Sensor Enabled Seabed Landing AUV nodes for improved offshore Carbon Capture and Storage (CCS) monitoring
Why is this research needed?
Offshore storage of carbon dioxide in geological reservoirs, such as depleted oil and gas reservoirs and saline aquifers, has been identified as an important way of reducing the amount of carbon dioxide released into the atmosphere and could be a key contributor to keeping the climate change derived temperature increase below the 2 degrees celsius target. A key element of offshore CCS is integrity assurance, which requires confidence that any leakage of the carbon dioxide into the marine environment (either from the storage reservoir or from pipelines) could be reliably detected.

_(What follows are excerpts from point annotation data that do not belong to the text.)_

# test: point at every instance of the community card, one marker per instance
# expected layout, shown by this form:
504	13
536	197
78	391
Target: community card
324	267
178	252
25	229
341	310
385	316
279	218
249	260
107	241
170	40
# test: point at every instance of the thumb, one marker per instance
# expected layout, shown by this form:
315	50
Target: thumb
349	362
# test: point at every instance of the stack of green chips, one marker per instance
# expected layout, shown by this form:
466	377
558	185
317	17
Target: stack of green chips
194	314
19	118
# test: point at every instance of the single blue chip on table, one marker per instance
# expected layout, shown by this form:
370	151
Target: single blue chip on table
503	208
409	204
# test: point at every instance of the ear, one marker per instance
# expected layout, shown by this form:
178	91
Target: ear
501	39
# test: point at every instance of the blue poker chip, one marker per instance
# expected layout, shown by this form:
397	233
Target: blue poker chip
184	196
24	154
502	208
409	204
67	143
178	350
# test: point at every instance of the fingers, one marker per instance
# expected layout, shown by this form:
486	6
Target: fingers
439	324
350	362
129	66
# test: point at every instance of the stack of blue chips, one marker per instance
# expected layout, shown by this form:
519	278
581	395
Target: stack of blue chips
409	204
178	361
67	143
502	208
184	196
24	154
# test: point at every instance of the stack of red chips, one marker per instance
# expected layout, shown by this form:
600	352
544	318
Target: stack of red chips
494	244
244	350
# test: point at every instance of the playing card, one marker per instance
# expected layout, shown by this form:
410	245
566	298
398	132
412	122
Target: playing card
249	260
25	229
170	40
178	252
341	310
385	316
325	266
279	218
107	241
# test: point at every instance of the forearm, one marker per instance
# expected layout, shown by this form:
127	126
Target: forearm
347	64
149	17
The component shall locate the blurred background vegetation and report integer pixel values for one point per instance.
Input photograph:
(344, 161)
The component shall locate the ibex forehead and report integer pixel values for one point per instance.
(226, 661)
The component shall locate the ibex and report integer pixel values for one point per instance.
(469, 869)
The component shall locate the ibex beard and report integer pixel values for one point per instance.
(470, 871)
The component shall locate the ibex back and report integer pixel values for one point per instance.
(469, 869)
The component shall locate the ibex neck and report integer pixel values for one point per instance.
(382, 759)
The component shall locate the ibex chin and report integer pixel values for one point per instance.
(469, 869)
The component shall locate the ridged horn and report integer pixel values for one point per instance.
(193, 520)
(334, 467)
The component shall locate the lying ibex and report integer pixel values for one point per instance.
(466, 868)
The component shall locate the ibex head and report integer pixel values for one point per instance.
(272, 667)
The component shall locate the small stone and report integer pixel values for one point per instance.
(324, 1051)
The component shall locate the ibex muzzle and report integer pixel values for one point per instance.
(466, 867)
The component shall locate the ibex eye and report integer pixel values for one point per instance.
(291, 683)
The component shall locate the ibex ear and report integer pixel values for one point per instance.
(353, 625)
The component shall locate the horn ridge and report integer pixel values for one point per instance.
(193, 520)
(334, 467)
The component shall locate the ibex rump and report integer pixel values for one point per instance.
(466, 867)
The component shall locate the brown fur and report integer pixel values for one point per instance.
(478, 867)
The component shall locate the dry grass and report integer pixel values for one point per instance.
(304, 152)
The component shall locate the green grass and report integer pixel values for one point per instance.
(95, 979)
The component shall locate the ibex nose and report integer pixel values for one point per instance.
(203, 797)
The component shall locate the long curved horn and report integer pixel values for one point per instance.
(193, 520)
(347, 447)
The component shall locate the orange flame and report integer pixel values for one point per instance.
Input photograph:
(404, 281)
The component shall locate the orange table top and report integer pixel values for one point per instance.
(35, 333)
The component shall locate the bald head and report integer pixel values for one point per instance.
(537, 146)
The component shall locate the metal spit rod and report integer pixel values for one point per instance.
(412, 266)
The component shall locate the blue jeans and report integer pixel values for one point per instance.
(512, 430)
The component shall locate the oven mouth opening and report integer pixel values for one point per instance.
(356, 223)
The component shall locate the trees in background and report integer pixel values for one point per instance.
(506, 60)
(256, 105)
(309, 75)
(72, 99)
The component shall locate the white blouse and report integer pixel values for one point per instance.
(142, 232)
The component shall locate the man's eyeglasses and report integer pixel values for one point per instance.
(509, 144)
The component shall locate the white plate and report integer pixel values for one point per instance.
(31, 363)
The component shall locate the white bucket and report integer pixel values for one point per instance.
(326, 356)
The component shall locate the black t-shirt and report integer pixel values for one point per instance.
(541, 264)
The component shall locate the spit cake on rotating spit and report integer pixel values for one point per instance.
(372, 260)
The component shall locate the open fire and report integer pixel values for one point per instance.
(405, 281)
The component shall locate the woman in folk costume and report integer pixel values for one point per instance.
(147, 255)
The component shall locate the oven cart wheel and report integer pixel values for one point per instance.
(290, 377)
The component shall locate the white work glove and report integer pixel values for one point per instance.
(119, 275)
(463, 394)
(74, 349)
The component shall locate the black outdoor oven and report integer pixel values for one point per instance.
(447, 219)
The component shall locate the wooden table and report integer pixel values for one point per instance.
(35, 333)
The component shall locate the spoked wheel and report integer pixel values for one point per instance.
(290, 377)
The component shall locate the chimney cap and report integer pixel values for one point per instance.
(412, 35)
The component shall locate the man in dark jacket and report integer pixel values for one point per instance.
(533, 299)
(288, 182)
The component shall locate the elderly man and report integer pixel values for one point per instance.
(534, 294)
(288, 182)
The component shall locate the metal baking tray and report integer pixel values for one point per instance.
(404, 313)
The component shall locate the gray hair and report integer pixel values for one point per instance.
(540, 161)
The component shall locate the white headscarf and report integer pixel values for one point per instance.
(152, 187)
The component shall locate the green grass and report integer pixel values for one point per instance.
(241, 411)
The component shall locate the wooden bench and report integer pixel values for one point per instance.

What is this research investigating?
Experimental studies have shown that detection of a carbon dioxide leakage from the seafloor can be done with sensors mounted on either autonomous underwater vehicles (which can be expensive) or on fixed installations (which requires many installations to achieve broad spatial coverage). Recent technological developments have led to a low-cost hybrid system which combines autonomous underwater vehicles and fixed installations technology, so called ‘flying nodes’. These flying nodes can remain on the seafloor for up to a year and, even more important, they are designed to work in a swarm of up to 3000 vehicles, hence can survey a large area in significantly less time than the traditional underwater vehicles. This project aims to show that the integration of chemical sensors and flying nodes is feasible and beneficial.
What does the research hope to achieve?
In this project, the research team will define the technical and mechanical requirements for the integration, perform first hardware integration tests, and perform a model exercise to specify the appropriate number and spacing of vehicles under different carbon dioxide monitoring scenarios. Longer term, the newly developed monitoring technology that will be created by integrating long-term stable chemical sensors (produced at the National Oceanography Centre, Southampton) with flying nodes (designed and manufactured by Autonomous Robotics Ltd) can provide a reliable and cost-efficient offshore CCS monitoring technology.